L'Afrique, un continent d'opportunités

De gauche à droite : Patrice Anato (député LREM), Olivier Mousson (Société d’Encouragement pour l’industrie nationale), Jean-Pierre Barral (Agence Française de Développement), Bruna Basini (JDD), Valérie Hoffenberg (CLC), Sahbi Othmani (Rouiba), Sylvain Sasse (Sogecaso), Philippe Solignac (CCI Paris Ile de France).
De gauche à droite : Patrice Anato (député LREM), Olivier Mousson (Société d’Encouragement pour l’industrie nationale), Jean-Pierre Barral (Agence Française de Développement), Bruna Basini (JDD), Valérie Hoffenberg (CLC), Sahbi Othmani (Rouiba), Sylvain Sasse (Sogecaso), Philippe Solignac (CCI Paris Ile de France). (Nicolas Marquès pour le JDD).

Forte d'une croissance économique solide, d'une population jeune appelée à doubler d'ici à 2050 et de ressources naturelles colossales, l'Afrique sera le continent de demain. "L'avenir du XXIe siècle s'y jouera en grande partie", prédit Olivier Mousson, président de la Société d'encouragement pour l'industrie nationale, hôte des Matins de l'économie consacrés à ce thème la semaine dernière. Dans ce contexte, il n'est pas étonnant que les entreprises et les États du monde entier rivalisent depuis des années pour se positionner sur le vaste continent.

Les grandes firmes du numérique telles que Microsoft, Google ou Orange y sont déjà implantées, la Chine y est très active. L'attractivité de l'Afrique s'explique par les atouts qu'offre le continent : "Le marché local et son potentiel de développement", résume Philippe Solignac, vice-président de la chambre de commerce et d'industrie Paris Île-de-France, qui accompagne les entreprises françaises dans la recherche de partenaires en Afrique.

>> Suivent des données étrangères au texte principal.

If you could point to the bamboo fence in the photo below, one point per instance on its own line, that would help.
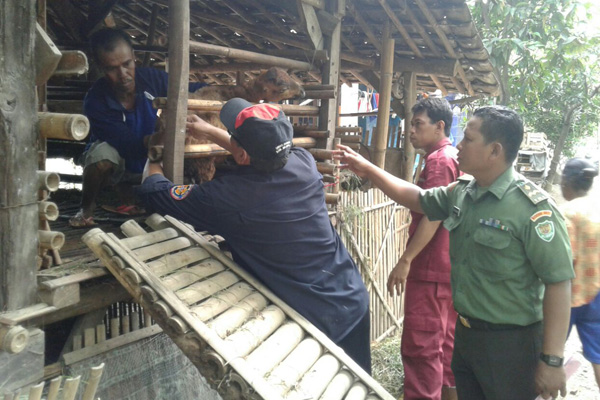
(375, 229)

Une économie portée par le numérique

Les initiatives locales associant économie circulaire et numérique se multiplient dans tous les domaines, à l'image du complexe Sun Plazza, financé par des fonds privés uniquement, qui devrait voir le jour fin 2020 au Togo. Sylvain Sasse, qui pilote le projet (lire ci-contre), décrit "un ensemble mêlant des commerces, un data center, un incubateur de start-up et une clinique". Une initiative qui doit permettre de rejaillir sur le tissu local en mettant en place "les conditions d'une économie circulaire pérenne" et en créant au moins un millier d'emplois dans la seconde ville du pays, Sokodé.

D'autres utilisent le numérique pour contourner les difficultés auxquelles font face les entrepreneurs africains. Sahbi Othmani, directeur général de NCA Rouiba, le leader algérien des jus de fruits, se lance également dans le digital. Il vient, par exemple, de créer une "bourse en ligne de la pièce de rechange" afin d'apporter une réponse au problème d'acheminement des pièces industrielles. "Le numérique nous permet de gagner en portabilité, mobilise moins de moyens et nous fait gagner du temps", poursuit Sahbi Othmani.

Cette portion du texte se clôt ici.